History of Coffee: From Africa to Your Breakfast Table


by Coffeecity - Date: 2007-02-04 - Word Count: 734 Share This!

Coffee is one of the most popular beverages in the world. The word coffee is believed to have been deduced from Kaffa, a place situated in Ethiopia, Africa, It came into existence around 800 A.D. and there are many legends and stories associated with discovery.

One such interesting story goes like this. One day a monk saw a goatherd imitating his sheep who were dancing from one shrub to another, grazing the cherry-red berries containing coffee beans. The monk was amazed at the goatherd's caper on eating the beans. The monk took some of the berries for his fellow monks and that night they realized that they seemed to attain something that they felt was 'divine stimulation'.
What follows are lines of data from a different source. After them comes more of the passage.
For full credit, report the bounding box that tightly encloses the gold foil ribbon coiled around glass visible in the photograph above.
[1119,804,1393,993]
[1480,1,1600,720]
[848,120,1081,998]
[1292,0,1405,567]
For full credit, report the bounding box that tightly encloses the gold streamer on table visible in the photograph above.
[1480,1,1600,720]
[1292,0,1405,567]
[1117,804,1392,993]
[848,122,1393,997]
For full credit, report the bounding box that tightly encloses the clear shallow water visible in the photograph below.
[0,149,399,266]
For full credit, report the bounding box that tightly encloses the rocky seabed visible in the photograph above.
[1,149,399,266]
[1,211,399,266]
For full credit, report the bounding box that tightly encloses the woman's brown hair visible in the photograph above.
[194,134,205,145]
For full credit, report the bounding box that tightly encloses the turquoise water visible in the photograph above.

Other than the legends and stories there is also historical evidence about how the Africans of the same era used the coffee plant in different ways. Africans used what can be called primitive 'Power Bars' made of coffee and animal fat as a stimulant. They also made wine from the coffee-berry pulp. From Africa, coffee moved out towards Arabia via the Red Sea and then slowly made its way to the rest of the world.

Coffee, as we know it today came into existence around 1000 A.D. and this is when it was first roasted and brewed. By the 13th Century, coffee became popular with the Muslim holy men who found it a very convenient drink it to keep worshippers awake and send them in a tizzy. Then onwards, coffee traveled with the Muslims. Wherever Islam went, coffee traveled along. However, Arabians were cautious and did not want to share the plant with the world. They made sure that no coffee bean sprouted outside Arabia and coffee beans were boiled or parched to make them infertile before taking out of Arabia.

An enterprising Indian pilgrim cum smuggler, Baba Budan, strapped some fertile coffee beans to his stomach and left Mecca. These beans were ultimately responsible for the agricultural expansion of coffee, which later reached Europe's colonies in the East.

From these colonies, coffee was traded by a Venice merchant who took it to Europe. The Europeans liked it so much that they wanted a constant supply of the beans. And later, it was the Dutch who set up the first European-owned coffee plantation in colonial Java in 1616. The Dutch were, however, not as cautious as the Arabians and they gifted coffee trees to the aristocracy all over Europe. Louis XIV was presented one such coffee tree in 1714, for his garden in Paris.

The coffee tree finally crossed the Atlantic with Gabriel Mathieu de Clieu, a retired French naval officer. He smuggled a sprout with him to Martinique, a French Colony in the Caribbean after he was denied a clipping of the tree. Gabriel Mathieu de Clieu guarded the plant religiously. When the ship got caught in a storm de Clieu nurtured the pant with half of the water that he was rationed. Ultimately, the sprout flourished in Martinique and in the next 50 years more than 18 million coffee trees were grown there.

By 1727, Brazil had realized the potential of the plant and wanted a share in the coffee pie. Unable to get the plant through fair means, they dispatched Lt. Col. Francisco de Melo Palheta, allegedly to mediate in a border dispute, to French Guiana. Avoiding the heavily guarded coffee plantations, he chose to take the easy route of befriending the governor's wife who slyly presented him a bouquet spiked with coffee seedlings on his farewell dinner. Coffee had now entered Brazil, a land of extremely fertile farms.

From 800 A.D. in Africa to 1727 in Brazil, the coffee plant had traveled through Middle East, South East and Europe and then to South America. Production of coffee reached dizzying heights due to the enormous harvests of Brazil's fertile lands. This boom in production, apart from anything else, was instrumental in turning coffee, an elitist drink till then, into a drink of the masses.

Initially considered as a poor substitute for alcohol by the American colonists, its popularity grew when tea from Britain became scarce during the Revolutionary War. During and after the American Civil War, coffee had gained a premier position and was being increasingly accepted. Later, advancement in brewing technology ultimately secured its place as an everyday beverage of America.